Thursday, July 23, 2020
The Loyola Law Review (Vol. 66, Spring 2020) recently published a symposium issue on my book, Consentability: Consent and Its Limits with a foreword by Brian Bix and contributions by Lori Andrews, Philip Cook and Kimberly Krawiec, Evan Selinger and Woodrow Hartzog, Sharon Thompson, Jonathan Witmer-Rich, R. George Wright, Eric Zacks, and Deborah Zalesne. It was really an honor to be able to engage with these incredible scholars on a wide range of subjects involving questions of consent and consentability, and I am thankful to Danni Hart for organizing this symposium. Although the symposium issue is not yet available on the law school's website, here is a link to Evan Selinger and Woody Hartzog's article, and a link to my Author's Response. An excerpt of my Author's Response is below:
This book project first started as a way for me to understand why the law permits individuals to consent to some activities but not others. This captures one of the two meanings of the term “consentability.” The first meaning refers to legality. Certain acts are simply not permitted and so one is not allowed to consent to them. These activities include paid sex work and selling one’s organs. But the question of legality or legal permissibility is tied to the second meaning of consentability, that of possibility. Some acts are not legal because it seems unlikely that anyone could or would actually want to consent to them. The nature of the act itself makes us question the validity of the consent. We believe that something went awry in the decision-making process—that there was some type of coercion involved, a lack of information about what the activity entailed, or some other defect in the decision- making process. We suspect, in other words, that given what the activity entails, nobody would really want to participate.
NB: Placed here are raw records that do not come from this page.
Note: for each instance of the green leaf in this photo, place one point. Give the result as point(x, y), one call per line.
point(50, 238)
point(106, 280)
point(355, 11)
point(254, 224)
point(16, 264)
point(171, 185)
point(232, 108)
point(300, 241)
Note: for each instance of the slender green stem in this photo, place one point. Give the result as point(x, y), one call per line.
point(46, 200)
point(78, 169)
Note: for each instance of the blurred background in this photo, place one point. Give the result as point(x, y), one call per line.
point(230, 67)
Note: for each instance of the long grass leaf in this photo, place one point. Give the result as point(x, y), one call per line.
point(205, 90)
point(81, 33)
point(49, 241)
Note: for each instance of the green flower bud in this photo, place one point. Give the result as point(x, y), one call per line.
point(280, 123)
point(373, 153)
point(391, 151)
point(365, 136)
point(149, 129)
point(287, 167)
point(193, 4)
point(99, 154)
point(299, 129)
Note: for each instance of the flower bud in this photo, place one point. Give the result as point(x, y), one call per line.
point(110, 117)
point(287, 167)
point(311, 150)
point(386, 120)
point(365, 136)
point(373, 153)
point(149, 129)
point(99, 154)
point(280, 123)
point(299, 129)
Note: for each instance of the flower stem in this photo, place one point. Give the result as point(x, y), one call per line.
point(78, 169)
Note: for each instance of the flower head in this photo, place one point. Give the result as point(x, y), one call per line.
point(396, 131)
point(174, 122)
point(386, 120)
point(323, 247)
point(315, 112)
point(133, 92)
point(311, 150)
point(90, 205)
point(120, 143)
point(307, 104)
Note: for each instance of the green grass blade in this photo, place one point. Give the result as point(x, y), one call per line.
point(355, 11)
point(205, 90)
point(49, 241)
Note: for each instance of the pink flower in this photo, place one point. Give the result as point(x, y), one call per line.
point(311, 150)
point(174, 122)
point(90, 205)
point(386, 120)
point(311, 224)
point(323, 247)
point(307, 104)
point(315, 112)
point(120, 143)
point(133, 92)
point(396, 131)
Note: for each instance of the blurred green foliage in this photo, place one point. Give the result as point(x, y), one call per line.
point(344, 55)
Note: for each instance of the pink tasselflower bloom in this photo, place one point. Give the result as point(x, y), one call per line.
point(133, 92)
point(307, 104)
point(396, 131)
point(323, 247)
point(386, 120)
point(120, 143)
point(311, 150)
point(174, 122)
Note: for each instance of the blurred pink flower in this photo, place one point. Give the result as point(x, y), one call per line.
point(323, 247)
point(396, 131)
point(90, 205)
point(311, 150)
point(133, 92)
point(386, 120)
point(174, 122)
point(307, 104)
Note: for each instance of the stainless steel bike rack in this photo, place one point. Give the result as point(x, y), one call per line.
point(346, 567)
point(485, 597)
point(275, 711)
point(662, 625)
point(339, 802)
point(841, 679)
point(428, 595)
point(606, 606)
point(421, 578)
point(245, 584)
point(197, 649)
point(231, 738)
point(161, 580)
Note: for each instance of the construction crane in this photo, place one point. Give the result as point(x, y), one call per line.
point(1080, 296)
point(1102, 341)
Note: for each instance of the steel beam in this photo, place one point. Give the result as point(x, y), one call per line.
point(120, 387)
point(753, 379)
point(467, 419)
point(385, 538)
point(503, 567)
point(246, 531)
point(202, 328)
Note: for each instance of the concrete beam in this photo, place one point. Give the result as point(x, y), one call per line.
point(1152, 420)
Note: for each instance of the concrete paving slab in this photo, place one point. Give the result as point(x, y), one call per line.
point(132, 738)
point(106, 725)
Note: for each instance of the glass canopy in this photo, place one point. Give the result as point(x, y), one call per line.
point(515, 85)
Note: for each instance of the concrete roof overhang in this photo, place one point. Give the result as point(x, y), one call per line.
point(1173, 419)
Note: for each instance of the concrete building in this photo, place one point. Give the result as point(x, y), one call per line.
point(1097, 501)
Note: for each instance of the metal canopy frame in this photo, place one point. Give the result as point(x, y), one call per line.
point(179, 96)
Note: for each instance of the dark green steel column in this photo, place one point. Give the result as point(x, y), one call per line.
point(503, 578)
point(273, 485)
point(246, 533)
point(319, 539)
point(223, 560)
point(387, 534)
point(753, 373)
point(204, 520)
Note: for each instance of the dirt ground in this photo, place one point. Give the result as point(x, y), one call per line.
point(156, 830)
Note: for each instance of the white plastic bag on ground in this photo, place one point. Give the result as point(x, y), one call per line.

This, however, raises the question—what does it mean to consent?
Consent plays a unique and critical role in a society which is premised upon individual liberties. Guilt or innocence often hinges upon consent, as do violations of rules and regulations. Yet, the meaning of consent is amorphous and what the law and society deem to constitute consent in one context, would not suffice to constitute consent in another.
My book proposes a framework for evaluating consentabilty that recognizes the integrality and essence of consent. Consent requires three conditions: a manifestation (a word or act) of consent, knowledge, and voluntariness. The amount required of each condition (what I refer to as “robustness”) depends upon the activity. In my book, I introduced a hierarchy of threats to the autonomy interest based upon a number of factors. This hierarchy ranges from the "highest level" (death) to lower levels (temporary restrictions on the use of one's property). The greater the threat to the autonomy interest, the more robust the consent conditions must be in order to constitute “valid” consent. Consent is invalid where the threat to autonomy outweighs the conditions of consent. Consent is valid where the conditions of consent outweigh the threat to autonomy.
My definition of autonomy used within the context of the framework is not meant to assess the worth or value of an activity, but to assess whether the act might constrain the future self in such a way that it justifies greater caution (i.e. more robust consent conditions) before proceeding. The potential harm that someone might suffer from clicking “Agree” to a website’s terms and conditions before making a purchase generally poses less of a threat to the autonomy interest than signing a form to have a kidney removed, and so requires less robust consent conditions. Consenting to a kiss requires less robust conditions than consenting to sex. The greater the risk associated with the activity, the more certain we want to be that consent was given—and so the more robust must be the conditions of consent.